The kitchen had been extended sideways so what would have been a long narrow galley was a big square with a scratched old oak table by French doors at the far end, looking out over a tiny back garden leading to a white-painted brick wall with rows of shelves that held rows of pots full of seedlings.

‘What are you growing out there?' Sara asked, keen suddenly to get away from the topic of spouses and sex. She was, obviously, just here as a friend. This was just tea and Jaffa cakes. Ben didn't look as if he minded too much about the Malmaison business, but then he had said it was over. He switched on the kettle, found mugs in a cupboard, tea bags. He had a massive brushed-steel fridge, too big for the kitchen really, as if it was something he'd fought to get custody of in the split-up and was determined to hang on to. What on earth did a lone man fill it with? She heard a clink of glass as he closed its door and decided it probably contained bottles of beer and just-in-case champagne.

‘I'm growing morning glory and nasturtiums,' Ben told her. ‘Climbing stuff; but I don't want them to climb, I want them to hang down the wall and cover it.'

‘Oh I do that!' Sara said. ‘I've got a big trough hanging on a wall over the pool and I plant it up with nasturtiums every summer. Looks great!'

‘Pool?' Ben looked at her. ‘Swimming or fish?'

Sara wished she hadn't said anything. Only one house in the area had a garden big enough for a swimming pool. And everyone knew whose house that was. And today she wasn't being ‘wife of ‘; she was being Sara McKinley.

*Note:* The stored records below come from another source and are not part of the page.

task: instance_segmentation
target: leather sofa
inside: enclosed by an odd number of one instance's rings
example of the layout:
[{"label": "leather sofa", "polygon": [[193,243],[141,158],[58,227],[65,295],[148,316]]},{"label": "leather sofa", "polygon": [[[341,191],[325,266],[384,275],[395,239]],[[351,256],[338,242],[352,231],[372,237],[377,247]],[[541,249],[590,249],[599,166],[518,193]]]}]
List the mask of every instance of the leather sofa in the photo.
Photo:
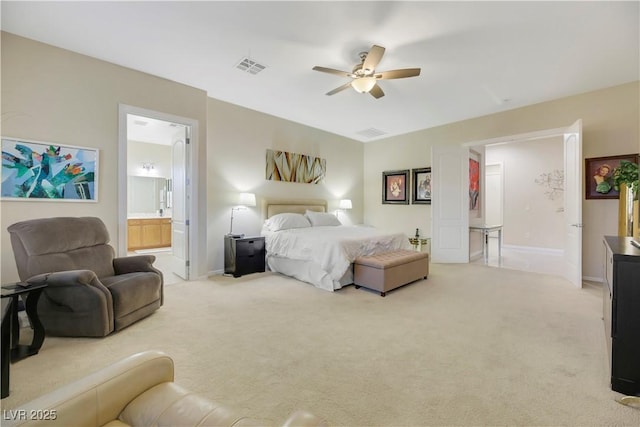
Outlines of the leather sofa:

Not quite single Sara, just not quite
married
Sara.

‘Oh you know, just a regular garden-type pool.' She shrugged.

‘Oh,
that
sort. Frogs and fountains, right? OK, let's go . . .' Ben had a mug of tea in each hand. ‘You bring the biccies.'

For a mad giddy moment, Sara half expected him to turn left up the open-tread staircase . . . but of course he went back through the open front door to the lush garden and the pink-painted bench and table that Alma had left behind when she'd moved.